As a working mom, work life balance must be your priority.
#inspiredbytarot ~ The Sun | Temperance
By the time I get home work, I don't want to be needed for anything. I don't want to give my opinion, I don't want to be asked questions, I don't want to make decisions.
I love my job. I love my family.
I just don't want to be needed all the time.
I get paid to be needed at work.
"My anxiety has led me to believe that being needed at home
gets me a kick in the ass
and a to-do list
the size of a football field."
For me, my anxiety kicks in the minute I get into the car to go home.
My biggest challenge is the little things that I let get out of control because the exhaustion of my 9 to 5 made me indecisive. In recent months, I've been so mentally shut out, I've been allowing myself 'one decision' a day.

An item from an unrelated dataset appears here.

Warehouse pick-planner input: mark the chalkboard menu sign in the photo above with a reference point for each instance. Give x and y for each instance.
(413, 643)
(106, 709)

Now that I'm feeling better, more awake, I'm seeing my mess. I'm working through it, piece by piece. Paperwork and after 4p appointments is my current 'GYST' mission. Here are a few things I've been working on as I conquer my at-home-anxiety:
1. Broken car heater: Make appointment, drop off car, wait to get a ride to work or take transit, wait for quote, leave work early, pick up car, pay, go home. I'D RATHER HAVE A BROKEN CAR. I'm in the red.
RECENT WIN: The brakes are finally fixed. The hole in my tire? A screw. Fixed. The passenger side heater that we finally fixed two weeks ago after a year of not dealing with it? Not the $400 thermostat we just paid for, technical thing I guess, has to go to the dealership. Back to square one. Slight bump in anxiety.
2. Interior Design Appointments: manStar "Go ahead and book the appointments, I'm fine anytime." I should know better, because nothing is "just go ahead" with my husband. EVERYTHING is a little delayed with him and takes thorough due process before a decision can be made. I postpone making any appointments; I know it's going to end up with us fighting because nothing will work for him. Case and point, I finally make the calls, I have Lori on the phone...
"manStar, does this work for you?"
"Okay, well how about this and this?" Long pause no answer.
Long story short, I apologize to Lori and get off the phone and find out only one day works, in the afternoon, but before 3p. I'm in the red.